Quant à la corporification du fluide universel, l’image
offerte par Etteilla se montre en accord avec le choix que les vieux auteurs,
avant lui, firent du Nostoc, dans le même but. On connaît cette algue
terrestre, qui, au printemps, apparaît soudain dans les allées des jardins,
telle une sorte de gelée gluante et vert sombre. Elle s’y évanouit, d’ailleurs,
aussi rapidement, sous les rayons du soleil, sans laisser la moindre trace,
quel qu’en ait été le volume parfois très important. Où ce cryptogame prend-il
l’humidité qui le forme et le colore et par laquelle il se prête si
parfaitement à l’analogie philosophique ?
Celle-ci, en effet, lui fait partager, avec l’émeraude
des Sages, les expressions nombreuses qui les signalent dans les traités :
Crachat de mai, crachat de lune, archée du ciel, vitriol végétal, beurre
magique, écume printanière, fleur du ciel, graisse de rosée, purgatoire des
étoiles, trône de la terre, etc.
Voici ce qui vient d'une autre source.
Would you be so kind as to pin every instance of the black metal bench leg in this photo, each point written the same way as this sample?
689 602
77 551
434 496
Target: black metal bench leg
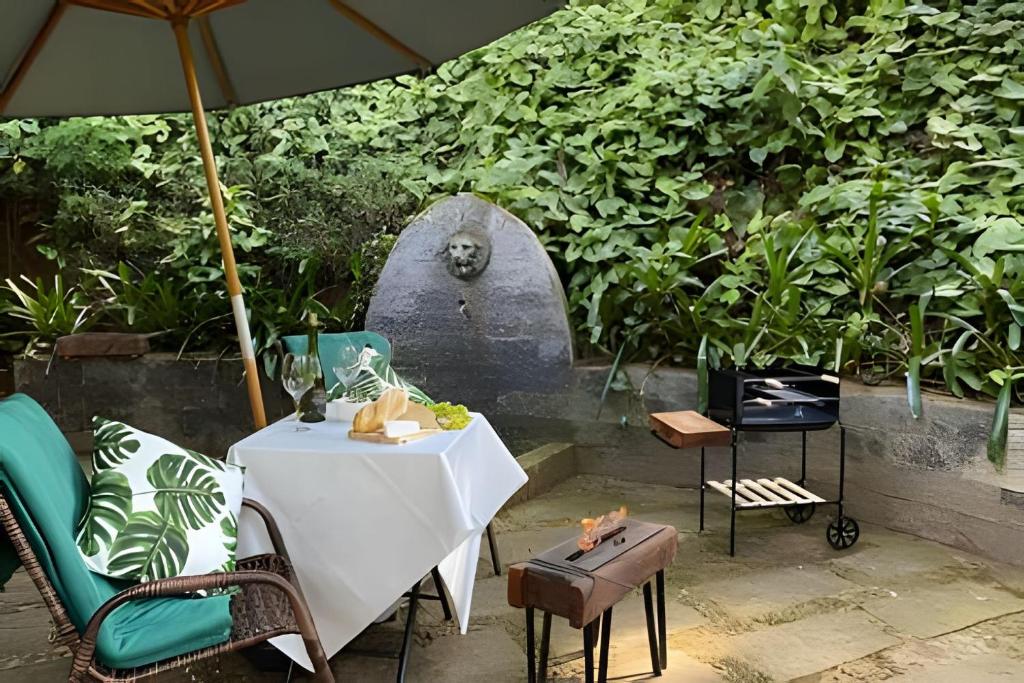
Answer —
530 654
648 605
663 639
407 641
545 647
441 595
496 561
602 673
732 513
588 652
702 484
L’étymologie que nous tirons du grec, est à
retenir en tout cas, pour laquelle nous séparons le vocable en ses deux
syllabes, « nos » et « toc » ; la
seconde reproduisant le substantif « tokos », enfantement,
naissance ; la première, le génitif de « noôs »,
c’est-à-dire « de l’esprit. »
Le Nostoc serait donc, littéralement, la génération de l’esprit. C’est bien ce que l’artiste vérifie, pour peu que les conditions extérieures du travail soient respectées, au cours des réitérations du premier œuvre, dans le bel émail vert olive qu’il recueille et qui lui révèle également que le rayonnement cosmique est pesant et odoriférant. Cette matière subtile possède, en vérité, la pondérabilité du Christ incarné, sa couleur verte et son odeur qui est celle de la fumée de l’encens.